J’étais assez sceptique au départ, car je craignais que certains principes de la bataille antique qui me semblaient importants seraient mis de côté au profit de la jouabilité. En fait chaque unité dispose ici de ses propres règles, parfaitement intégrées au système de jeu, et qui permet de rendre compte de spécificités de la bataille antique. Les légers esquiveront les troupes lourdes, les éléphants risquent de partir en mode furie, nécessité de maintenir ses formations pour riposter/ne pas reculer, le tir est relativement peu létal à l’époque…
Concernant l’un des principaux reproche fait à ce jeu, concernant le système de combat :
C\&C ne dispose pas de facteurs « fixes » lors de la résolution des combats ; tout es géré via un lancer de dé. Là où le système est très malin, c’est qu’on est pas ici sur un système numérique du type : touche sur 3+, ou 4+… Ici certaines faces qui ne font pas de la perte sèche peuvent avoir d’autres effets. Les dés à 6 faces se composent de 3 couleurs (vert, bleu, rouge), d’une face épée, d’une face drapeau de retraite, et d’une face leader. Une unité fera toujours une perte sur la couleur de l’unité adverse. S’il s’agit d’une unité de corps à corps, elle fera également de la perte sur la face épée. Si un leader est présent dans un hexagone adjacent elle touchera également sur une face leader. Enfin les faces drapeaux pourront faire reculer des unités, empêchant leur riposte, voire permettre une poursuite pour de la cavalerie. Cela combiné avec le nombre de dés lancés, qui est fonction du type d’unité (léger,medium, lourd) et du terrain, et on se retrouve avec des situations assez réalistes. Typiquement une unité de vélites en rase plaine n’a aucune chance d’annihiler une unité de légionnaires en formation qui n’a pas déjà été bien entamée, et très peu de chance de la faire reculer (soutien, présence d’un leader dans l’hex…). Donc le côté aléatoire, bien présent, est fortement tempéré par le système.
Un autre reproche concerne l’activation via les cartes, qui limite les possibilités. Dans certains cas, il sera impossible de réagir sur une aile si on a pas la carte dont on a besoin par exemple. Ici, il faut bien rappeler ce qu’est, fondamentalement C\&C, à savoir un jeu de gestion de main. Il s’agit ici de gérer au mieux ses cartes pour mettre la pression là où l’on sait avoir de la résilience. Cela nécessite de la planification, et une part d’improvisation pour revoir ses plans si les cartes ne suivent plus, ou que d’autres opportunités se dessinent. Oui, cela peut être frustrant, mais c’est aussi le sel du jeu ; on attend vraiment de voir la carte que l’on va piocher à la fin du tour !
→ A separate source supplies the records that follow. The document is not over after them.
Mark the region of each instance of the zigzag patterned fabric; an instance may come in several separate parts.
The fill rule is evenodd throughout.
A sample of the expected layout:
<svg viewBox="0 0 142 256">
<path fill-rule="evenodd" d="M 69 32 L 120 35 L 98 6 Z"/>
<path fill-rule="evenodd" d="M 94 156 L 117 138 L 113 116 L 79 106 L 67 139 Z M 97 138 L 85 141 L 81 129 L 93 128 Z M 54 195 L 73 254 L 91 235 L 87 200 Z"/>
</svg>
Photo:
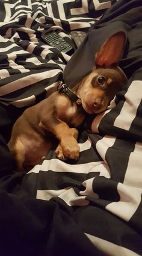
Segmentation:
<svg viewBox="0 0 142 256">
<path fill-rule="evenodd" d="M 55 88 L 70 57 L 43 43 L 42 34 L 58 29 L 70 42 L 70 31 L 87 31 L 111 3 L 5 0 L 0 4 L 0 101 L 20 107 L 45 97 L 49 86 Z"/>
<path fill-rule="evenodd" d="M 51 150 L 27 174 L 13 173 L 0 136 L 0 254 L 141 255 L 141 0 L 1 0 L 0 7 L 3 133 L 9 107 L 16 113 L 44 98 L 72 61 L 73 82 L 81 73 L 78 56 L 89 39 L 72 58 L 43 42 L 48 30 L 72 43 L 72 30 L 89 34 L 119 19 L 128 32 L 120 66 L 129 78 L 109 109 L 84 124 L 75 162 Z"/>
</svg>

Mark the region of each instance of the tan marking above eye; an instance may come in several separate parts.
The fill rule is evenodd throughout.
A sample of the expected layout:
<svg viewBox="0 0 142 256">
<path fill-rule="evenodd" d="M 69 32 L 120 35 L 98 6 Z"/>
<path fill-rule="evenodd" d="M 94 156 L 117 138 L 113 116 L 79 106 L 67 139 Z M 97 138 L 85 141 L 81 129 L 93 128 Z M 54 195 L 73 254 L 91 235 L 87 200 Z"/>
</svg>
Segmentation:
<svg viewBox="0 0 142 256">
<path fill-rule="evenodd" d="M 106 83 L 107 85 L 110 85 L 110 83 L 111 83 L 113 82 L 113 79 L 111 79 L 110 77 L 108 77 Z"/>
</svg>

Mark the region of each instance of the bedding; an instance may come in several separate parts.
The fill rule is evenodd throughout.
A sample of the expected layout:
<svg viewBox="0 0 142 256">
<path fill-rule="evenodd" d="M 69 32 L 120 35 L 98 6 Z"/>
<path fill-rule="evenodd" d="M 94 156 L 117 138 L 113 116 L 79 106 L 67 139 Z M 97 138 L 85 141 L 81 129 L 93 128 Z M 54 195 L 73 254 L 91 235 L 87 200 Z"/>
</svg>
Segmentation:
<svg viewBox="0 0 142 256">
<path fill-rule="evenodd" d="M 141 1 L 1 0 L 0 7 L 0 255 L 142 255 Z M 70 56 L 43 43 L 48 30 L 70 43 L 70 31 L 87 34 Z M 63 162 L 51 150 L 16 173 L 7 146 L 15 120 L 59 81 L 72 88 L 90 72 L 118 30 L 128 82 L 106 111 L 87 117 L 79 159 Z"/>
</svg>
Le matos est un peu austère et ne plaira pas à tous. Personnellement j’apprécie sa sobriété ; on visualise très bien ses lignes de bataille, qui se disloqueront une fois le combat engagé.
Le côté histo n’est pas juste un chrome, on a pas mal d’unités différentes, avec règles spécifiques, à gérer. Le jeu est simple, mais on est pas non plus dans le jeu apéro ou familial. Cela s’adresse aux wargamers qui veulent se refaire Cannae en 1h30, avec un jeu qu’on ressort très facilement, des règles de base qu’on a pas besoin de relire sans cesse pour ne pas les oublier, une installation rapide, et un vrai feeling de bataille antique. Le tout est d’accrocher au système d’activation par cartes, et d'accepter le côté aléatoire des combats, qui bien que tempéré par les éléments cités plus haut, n’empêchera pas les cas où notre unité fait 0 touche et se fait pulvériser en retour.